Personal Bests Page 2
My next best is going to cause some disagreement, not only because everyone will have his or her own favorite, but also because there are so many close seconds in this category: the most accommodating transient marina. My personal favorite over the years has been Seapath Yacht Club, in Wrightsville Beach, North Carolina, for several reasons.
First of all, the staff is superb—friendly, welcoming, helpful, and professional—and a special nod goes to Nicole here on all counts. You’ll even find yourself welcomed in the dockside gams with local fishermen and boaters. Plus, there is no other location on the ICW I know of where a marina makes a courtesy car available to transients who are only fueling up and not paying to stay over at their docks.
The venerable but monstrous purple Pontiac is, sadly, history, but there’s now a clean and well-kept Honda to get you to groceries, nearby marine stores, a propane dealer, a bank or hardware store. And since even locations like the Beaufort Maritime Museum have ceased providing loaners for transients, this effort by Seapath is much more appreciated by those of us who’ve benefited. Thanks gang, we’ll see you next trip south.

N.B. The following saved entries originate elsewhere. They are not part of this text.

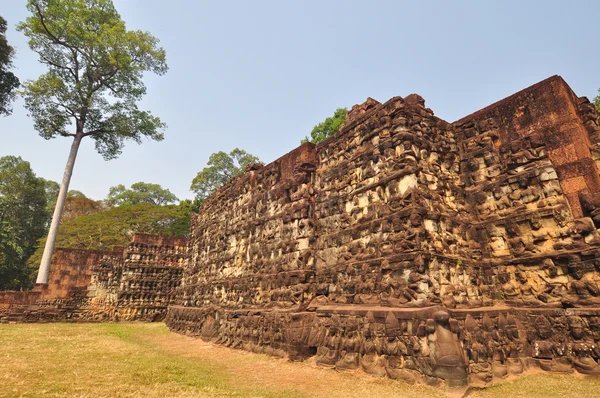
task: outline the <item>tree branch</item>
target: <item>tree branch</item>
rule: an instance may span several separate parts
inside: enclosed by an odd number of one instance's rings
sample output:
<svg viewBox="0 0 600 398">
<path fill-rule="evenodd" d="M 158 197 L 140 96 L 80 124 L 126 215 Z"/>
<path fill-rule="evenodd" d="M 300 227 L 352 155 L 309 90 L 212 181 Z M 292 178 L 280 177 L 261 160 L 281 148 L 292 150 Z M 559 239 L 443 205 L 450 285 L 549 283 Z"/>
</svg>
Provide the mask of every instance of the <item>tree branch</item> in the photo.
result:
<svg viewBox="0 0 600 398">
<path fill-rule="evenodd" d="M 41 53 L 38 53 L 38 55 L 40 56 L 40 58 L 42 58 L 44 61 L 46 61 L 46 63 L 48 63 L 49 65 L 52 65 L 59 69 L 68 70 L 71 73 L 71 76 L 73 76 L 75 78 L 75 81 L 77 81 L 77 75 L 75 74 L 73 69 L 71 69 L 65 65 L 57 64 L 56 62 L 53 62 L 53 61 L 49 60 L 48 58 L 44 57 Z"/>
<path fill-rule="evenodd" d="M 46 21 L 45 21 L 45 18 L 44 18 L 44 14 L 42 13 L 42 10 L 40 9 L 40 7 L 37 4 L 34 4 L 34 7 L 35 7 L 35 9 L 37 11 L 38 16 L 40 17 L 40 22 L 42 24 L 42 27 L 44 28 L 44 30 L 46 31 L 46 33 L 48 34 L 48 36 L 50 36 L 50 38 L 52 40 L 54 40 L 54 42 L 56 44 L 59 44 L 59 45 L 65 47 L 65 48 L 68 48 L 69 50 L 71 50 L 71 52 L 73 53 L 73 55 L 75 55 L 75 62 L 77 63 L 77 69 L 79 69 L 79 63 L 77 61 L 76 53 L 79 53 L 79 54 L 83 55 L 84 57 L 86 56 L 86 54 L 83 51 L 81 51 L 79 48 L 69 45 L 69 43 L 67 43 L 64 40 L 61 40 L 54 33 L 50 32 L 50 29 L 48 29 L 48 26 L 46 25 Z M 88 58 L 93 63 L 95 63 L 95 61 L 92 59 L 92 57 L 88 57 Z M 79 82 L 79 77 L 77 77 L 77 82 Z"/>
<path fill-rule="evenodd" d="M 60 104 L 58 102 L 54 102 L 54 101 L 50 101 L 50 103 L 52 105 L 56 105 L 56 106 L 61 106 L 64 109 L 66 109 L 69 112 L 70 116 L 73 116 L 74 118 L 77 118 L 77 112 L 75 112 L 73 109 L 69 108 L 68 106 L 66 106 L 65 104 Z"/>
<path fill-rule="evenodd" d="M 98 85 L 95 85 L 94 87 L 92 87 L 92 91 L 96 92 L 96 91 L 100 90 L 102 88 L 102 86 L 106 86 L 106 87 L 108 87 L 114 93 L 115 90 L 113 90 L 108 85 L 108 82 L 110 81 L 110 79 L 112 79 L 113 77 L 115 77 L 115 75 L 117 74 L 118 71 L 119 71 L 119 68 L 115 68 L 114 70 L 112 70 L 111 72 L 109 72 L 107 74 L 99 73 L 100 78 L 98 78 L 98 80 L 97 80 Z M 106 76 L 106 77 L 104 77 L 104 76 Z"/>
<path fill-rule="evenodd" d="M 88 137 L 90 135 L 96 135 L 96 134 L 101 134 L 101 133 L 106 133 L 106 130 L 104 130 L 104 129 L 91 130 L 91 131 L 88 131 L 87 133 L 83 133 L 83 136 Z"/>
<path fill-rule="evenodd" d="M 77 51 L 71 49 L 73 55 L 73 62 L 75 62 L 75 83 L 79 84 L 79 59 L 77 58 Z"/>
<path fill-rule="evenodd" d="M 75 50 L 78 51 L 77 48 L 70 46 L 69 43 L 59 39 L 55 34 L 53 34 L 52 32 L 50 32 L 50 29 L 48 29 L 48 26 L 46 26 L 46 22 L 45 22 L 45 18 L 44 18 L 44 14 L 42 13 L 42 10 L 40 9 L 40 6 L 38 6 L 37 4 L 34 4 L 35 9 L 37 11 L 38 16 L 40 17 L 40 22 L 42 23 L 42 27 L 44 28 L 44 30 L 46 31 L 46 33 L 48 34 L 48 36 L 50 36 L 50 38 L 52 40 L 54 40 L 57 44 L 60 44 L 63 47 L 69 48 L 71 50 Z"/>
<path fill-rule="evenodd" d="M 113 92 L 113 94 L 118 95 L 117 90 L 115 90 L 114 88 L 111 87 L 110 84 L 108 84 L 108 82 L 104 82 L 104 85 Z"/>
<path fill-rule="evenodd" d="M 63 136 L 63 137 L 75 137 L 75 134 L 72 133 L 67 133 L 65 130 L 63 129 L 54 129 L 55 133 L 58 133 L 59 135 Z"/>
</svg>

Now most of us would have no trouble naming our own ICW’s “least friendly to transients” city, and I suspect most of us would agree on which one it is, but I’m trying to stay upbeat. My next choice is bound to be contentious; I’d almost rather discuss which anchor is best since we’re more likely to agree on that topic.

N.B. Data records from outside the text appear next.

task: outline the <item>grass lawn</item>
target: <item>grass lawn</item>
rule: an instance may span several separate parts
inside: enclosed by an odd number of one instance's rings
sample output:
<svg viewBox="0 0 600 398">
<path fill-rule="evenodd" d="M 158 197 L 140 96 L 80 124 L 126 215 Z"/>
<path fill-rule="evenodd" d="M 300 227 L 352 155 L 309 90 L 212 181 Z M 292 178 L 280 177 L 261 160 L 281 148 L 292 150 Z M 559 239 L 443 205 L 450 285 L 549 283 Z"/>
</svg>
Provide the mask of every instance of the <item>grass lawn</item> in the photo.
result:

I give you, with fear and trembling, my choice for the ICW’s friendliest city: Georgetown, South Carolina.
The first time I arrived in Georgetown, I asked a police officer where I could find the post office. He explained that it was several miles away from the waterfront and then, learning that I was on a boat, he drove me there to pick up my package. It’s one of the few times I’ve found myself in the front seat of a police cruiser—but I digress.
On another trip, coming through on Christmas day, my crew and I were wandering the waterfront hoping to find an open restaurant. I asked a local fisherman off the boats if he knew of one, and before you could say “Kris Kringle” he had a fresh and tasty triggerfish from his catch in my hands, along with flour and corn meal to cook it with, and all for just a heartfelt thank you.
The following day we stopped by the new boutique grocery store, Morsels, where we met the owners. They were pleased to serve us, even though they weren’t actually open for business, and indicated that they were hopeful of becoming a supply stop for transients, since there was no nearby grocery store. Given their broad range of wines, cheeses, and other items, plus a good choice of staples and veggies and a soon-to-be-available wireless Internet, I have no doubt that they will make many friends among the cruising population.
And then, on my last trip through Georgetown, I had to retrieve a halyard at the top of the mast. With my intense dislike of heights, I was bemoaning the evil necessity at a local pub. No sooner had I spoken the words than the waitress offered to go up for me. Since the only other person offering was a fellow sailor who outweighed her by a good 80 pounds, I felt it was worth the price of a few cold brews to take this fine offer. So, for answering the call above and beyond, I stand by my nomination.